Tempest stood and put an arm around Belen’s shoulder, then gently lowered her into the chair she’d vacated, at Roghar’s left hand.
“How are you feeling?” Roghar asked gently.
“Never mind that,” Belen said. “Listen. The thing-Nu Alin, when it was inside me.” She shuddered. “It tried to shield its thoughts from me, but I saw something. Something it didn’t want me to see.”
Roghar leaned forward on the table. “What did you see?”
“A … a memory, I suppose. Nu Alin stood before an enormous creature of green scales and red crystal, a hideous monster something like a dragon, but not any of the dragons I’ve ever seen in a book.”
“Vestapalk,” Albanon said.
“The dragon-thing was lying in a pool full of red liquid, almost like blood, but also like the red crystal on the demons we fought. The pool bubbled and churned, and at the edges where it met stone, it flashed with fire and lightning. The pool was at the bottom of an enormous shaft, and the shaft was full of the same sort of-of chaos, like the earth unformed and reduced to its component elements.”
“Has Vestapalk made his lair in another plane?” Tempest asked.
“No,” Belen said emphatically. “Nu Alin had a name for it-the Plaguedeep. But it’s in the world, Nu Alin knew this. It’s in a volcano to the west of here, past the Ogrefist Hills, not more than a hundred miles from Fallcrest.”
“Are you sure?” Roghar asked her, meeting her eyes.
“I’m positive.”
Roghar sat back in his chair and looked around the room, his thoughts a jumble.
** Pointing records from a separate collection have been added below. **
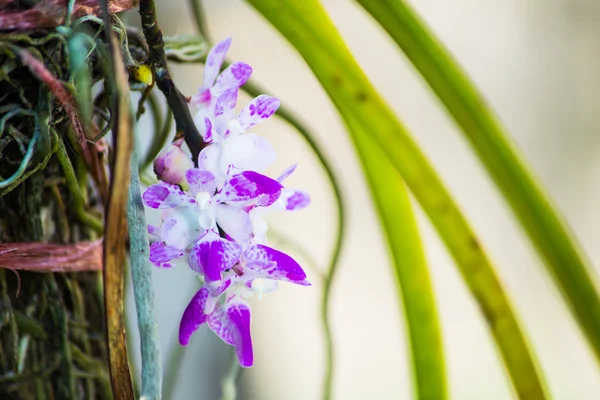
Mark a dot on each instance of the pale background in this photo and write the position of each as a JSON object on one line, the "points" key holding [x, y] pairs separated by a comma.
{"points": [[537, 63]]}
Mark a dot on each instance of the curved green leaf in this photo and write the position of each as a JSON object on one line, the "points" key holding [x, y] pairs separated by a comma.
{"points": [[414, 284], [306, 25], [527, 199]]}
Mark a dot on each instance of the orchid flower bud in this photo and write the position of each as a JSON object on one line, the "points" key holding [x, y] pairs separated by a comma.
{"points": [[171, 164]]}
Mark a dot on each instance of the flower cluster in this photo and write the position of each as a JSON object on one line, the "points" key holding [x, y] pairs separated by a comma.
{"points": [[213, 214]]}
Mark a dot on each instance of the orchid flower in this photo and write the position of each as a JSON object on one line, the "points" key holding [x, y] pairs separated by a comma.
{"points": [[195, 214], [212, 214], [258, 271]]}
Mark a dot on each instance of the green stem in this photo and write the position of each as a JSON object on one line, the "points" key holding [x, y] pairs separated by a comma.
{"points": [[141, 276], [228, 388], [76, 196]]}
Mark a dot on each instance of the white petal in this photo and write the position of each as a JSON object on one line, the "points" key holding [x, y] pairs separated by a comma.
{"points": [[248, 152], [235, 222]]}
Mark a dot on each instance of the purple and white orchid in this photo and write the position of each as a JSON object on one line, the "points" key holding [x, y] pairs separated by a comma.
{"points": [[212, 213]]}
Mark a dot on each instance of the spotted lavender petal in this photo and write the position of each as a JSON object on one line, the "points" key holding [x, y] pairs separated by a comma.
{"points": [[165, 195], [233, 76], [212, 254], [267, 263], [259, 109], [161, 255], [248, 185], [292, 200]]}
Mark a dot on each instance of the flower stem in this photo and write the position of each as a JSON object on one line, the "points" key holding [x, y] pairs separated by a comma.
{"points": [[175, 99]]}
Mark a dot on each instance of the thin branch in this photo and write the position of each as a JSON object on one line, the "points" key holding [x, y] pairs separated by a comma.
{"points": [[175, 99]]}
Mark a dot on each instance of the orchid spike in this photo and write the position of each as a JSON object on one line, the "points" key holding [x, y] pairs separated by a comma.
{"points": [[212, 215]]}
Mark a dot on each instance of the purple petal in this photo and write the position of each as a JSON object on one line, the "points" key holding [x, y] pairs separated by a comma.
{"points": [[214, 60], [232, 324], [286, 172], [226, 102], [161, 254], [216, 289], [164, 195], [235, 222], [233, 77], [248, 185], [213, 254], [180, 228], [294, 199], [154, 230], [260, 108], [207, 130], [201, 181], [239, 314], [269, 263], [193, 316]]}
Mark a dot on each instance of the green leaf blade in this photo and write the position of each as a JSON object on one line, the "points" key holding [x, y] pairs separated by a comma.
{"points": [[410, 267], [306, 25], [531, 205]]}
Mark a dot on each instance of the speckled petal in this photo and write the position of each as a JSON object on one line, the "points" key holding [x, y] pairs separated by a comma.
{"points": [[164, 195], [246, 186], [259, 109], [294, 199], [212, 254], [214, 60], [232, 77], [193, 317], [226, 102], [248, 152], [201, 181], [266, 262], [235, 222], [161, 254], [180, 228], [286, 172]]}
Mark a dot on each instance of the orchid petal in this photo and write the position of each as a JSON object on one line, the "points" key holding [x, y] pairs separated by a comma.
{"points": [[248, 152], [216, 289], [260, 108], [193, 316], [235, 222], [294, 199], [286, 172], [226, 102], [239, 315], [214, 60], [201, 181], [180, 229], [269, 263], [154, 230], [209, 160], [232, 324], [213, 254], [164, 195], [232, 77], [161, 254], [171, 163], [246, 186]]}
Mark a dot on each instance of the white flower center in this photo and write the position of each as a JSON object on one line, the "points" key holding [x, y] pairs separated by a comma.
{"points": [[206, 212]]}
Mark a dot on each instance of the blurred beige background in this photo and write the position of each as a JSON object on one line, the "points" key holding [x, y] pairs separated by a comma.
{"points": [[537, 63]]}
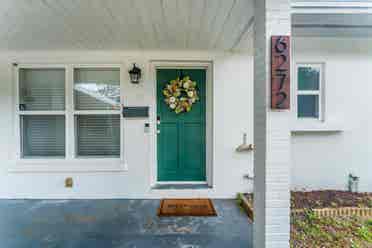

“That’s not all, though,” Belen said, seizing his hand. “Roghar, we fought perhaps two dozen demons this morning. But in the demon’s memory, I saw hundreds of them. They gathered all around the pool, like it was some sort of spawning place for them.”
“Hundreds of demons,” Roghar said. “And so close.” He sighed and took a deep drink of his mead. “Tomorrow, Fallcrest begins its work of rebuilding. And we head west.”